Eine Gedenkstele auf dem Gelände des ehemaligen evangelischen Schülerheims Martinstift in Moers erinnert seit Mittwoch an Gewalttaten, denen Schüler Anfang der 1950er Jahre dort ausgesetzt waren. Die Stele an der heutigen Musikschule an der Filder Straße wurde im Beisein von Vertretern aus Kirche, Diakonie und Stadtgesellschaft enthüllt, wie die Evangelische Kirche im Rheinland mitteilte. Die im Frühjahr 2023 veröffentlichte Aufarbeitungsstudie zum Martinstift sowie eine Ausarbeitung des ehemaligen Schülers und Initiators des Aufarbeitungsprozesses, Gerhard Stärk, sind über einen QR-Code an der Stele abrufbar.

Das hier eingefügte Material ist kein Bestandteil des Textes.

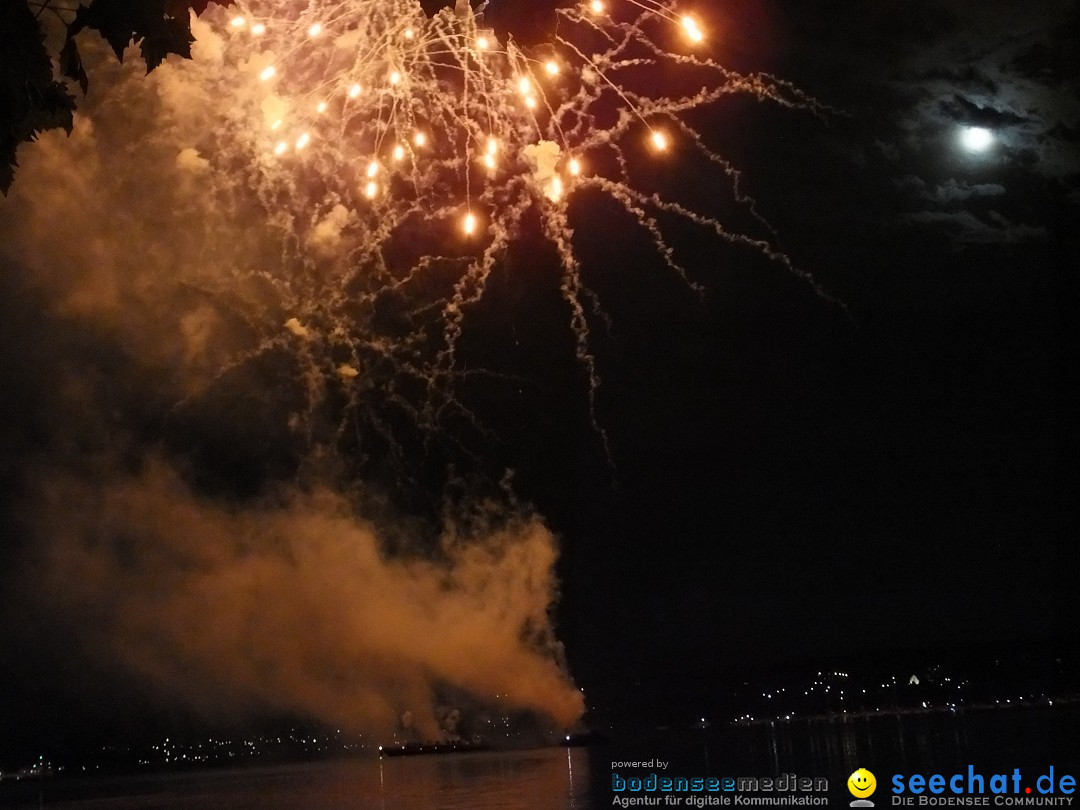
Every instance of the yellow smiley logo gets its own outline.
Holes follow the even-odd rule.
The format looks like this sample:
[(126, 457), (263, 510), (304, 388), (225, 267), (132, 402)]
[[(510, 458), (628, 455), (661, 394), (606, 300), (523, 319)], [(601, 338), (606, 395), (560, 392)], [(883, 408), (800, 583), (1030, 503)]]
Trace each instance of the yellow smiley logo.
[(856, 799), (865, 799), (877, 789), (877, 780), (868, 770), (860, 768), (848, 777), (848, 789)]

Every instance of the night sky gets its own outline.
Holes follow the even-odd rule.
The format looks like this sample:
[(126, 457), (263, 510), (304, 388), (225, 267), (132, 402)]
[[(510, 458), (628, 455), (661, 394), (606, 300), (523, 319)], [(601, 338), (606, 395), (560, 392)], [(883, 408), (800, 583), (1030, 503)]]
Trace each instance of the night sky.
[[(488, 15), (540, 41), (554, 18), (544, 5), (494, 0)], [(630, 690), (663, 706), (724, 673), (792, 661), (1075, 645), (1076, 4), (697, 5), (724, 64), (782, 77), (821, 105), (733, 96), (689, 113), (742, 172), (774, 237), (764, 232), (797, 272), (676, 226), (699, 297), (615, 207), (583, 195), (570, 219), (610, 323), (593, 325), (595, 426), (555, 257), (526, 235), (462, 335), (463, 363), (509, 375), (462, 389), (490, 433), (407, 453), (407, 483), (378, 453), (349, 458), (347, 442), (345, 460), (321, 471), (361, 482), (350, 491), (368, 514), (393, 513), (407, 536), (411, 521), (430, 534), (447, 490), (495, 492), (512, 470), (515, 497), (558, 538), (554, 632), (590, 703)], [(103, 69), (96, 98), (109, 81)], [(129, 124), (133, 153), (145, 125)], [(985, 150), (962, 139), (970, 127), (990, 133)], [(108, 137), (124, 137), (113, 129)], [(56, 608), (67, 593), (57, 578), (82, 569), (50, 570), (42, 532), (78, 522), (64, 511), (94, 500), (103, 463), (137, 475), (167, 459), (186, 486), (226, 504), (309, 481), (315, 464), (298, 461), (302, 442), (279, 423), (293, 403), (273, 363), (245, 372), (252, 399), (222, 390), (177, 409), (185, 380), (170, 377), (167, 341), (140, 337), (156, 316), (138, 311), (143, 293), (120, 285), (134, 308), (122, 326), (86, 315), (79, 285), (100, 279), (66, 271), (81, 267), (75, 254), (108, 261), (98, 243), (116, 235), (71, 221), (94, 204), (73, 179), (91, 152), (73, 151), (73, 200), (55, 185), (63, 172), (35, 166), (33, 150), (53, 154), (62, 140), (24, 146), (27, 167), (0, 202), (0, 725), (44, 729), (35, 737), (83, 717), (175, 719), (138, 673), (86, 652), (99, 617), (72, 617), (79, 596)], [(650, 179), (694, 199), (730, 195), (688, 161)], [(139, 193), (123, 184), (103, 205)], [(761, 232), (745, 206), (716, 204)], [(12, 246), (27, 221), (53, 216), (52, 237), (45, 228), (28, 243), (46, 247)], [(147, 227), (184, 216), (154, 212)], [(118, 272), (145, 274), (151, 261)], [(148, 486), (172, 491), (170, 475)], [(89, 494), (56, 496), (58, 480)], [(39, 579), (50, 584), (39, 591)], [(165, 693), (213, 690), (207, 677)], [(254, 714), (281, 707), (249, 699)], [(297, 705), (310, 704), (285, 708)]]

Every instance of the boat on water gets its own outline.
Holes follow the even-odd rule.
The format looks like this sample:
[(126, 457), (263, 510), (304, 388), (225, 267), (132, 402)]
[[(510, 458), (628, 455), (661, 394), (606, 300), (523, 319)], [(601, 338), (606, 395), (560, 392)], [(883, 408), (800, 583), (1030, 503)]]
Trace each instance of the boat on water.
[(473, 751), (490, 751), (488, 745), (481, 738), (472, 740), (449, 740), (445, 742), (406, 742), (393, 745), (380, 745), (379, 756), (382, 757), (413, 757), (428, 754), (467, 754)]

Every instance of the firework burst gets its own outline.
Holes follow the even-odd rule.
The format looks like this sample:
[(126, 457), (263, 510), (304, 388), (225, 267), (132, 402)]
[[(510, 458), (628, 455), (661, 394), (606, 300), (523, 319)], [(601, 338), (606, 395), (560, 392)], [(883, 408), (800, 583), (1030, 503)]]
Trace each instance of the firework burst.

Unter der Überschrift „Zur Erinnerung und Mahnung“ informiert die Stele, dass mehr als 80 Schüler im Alter zwischen elf und 14 Jahren in den Räumen des Martinstifts zu Beginn der 1950er Jahre misshandelt und missbraucht wurden. „Bis es zur Beendigung der Gewalttaten des damaligen Leiters Johannes Keubler und zu seiner Verurteilung kam, blieben die Verantwortlichen der Diakonie und der Evangelischen Kirche untätig und sind auch danach ihrer Verantwortung für die ihnen anvertrauten Menschen nicht gerecht geworden“, heißt es in der Inschrift. Und: „Als Diakonie und Kirche haben wir uns schuldig gemacht und die Schüler in ihrem schlimmen Leiden alleingelassen. Heute setzen wir uns für wirksamen Schutz und Aufarbeitung ein, damit solche furchtbare Gewaltausübung nicht wieder geschieht.“

Gezeichnet ist die Stele von der Diakonie Rheinland-Westfalen-Lippe (RWL), der evangelischen Kirchengemeinde Moers, dem Kirchenkreis Moers und der rheinischen Kirche. Die rheinische Vizepräses Antje Menn, Beauftragte der Kirchenleitung für sexualisierte Gewalt, nannte die Stele „ein sichtbares Zeichen unseres Gedenkens auch an das Versagen unserer Kirche“. Kirsten Schwenke, Vorständin der Diakonie RWL, dankte den Betroffenen für den Mut, von ihrer Geschichte zu erzählen. „Ihre Stimme gibt der Vergangenheit ein Gesicht und zwingt uns, die Wahrheit anzuerkennen.“ Macht benötige immer Grenzen, Kinder sowie Familien besonderen Schutz, betonte Schwenke.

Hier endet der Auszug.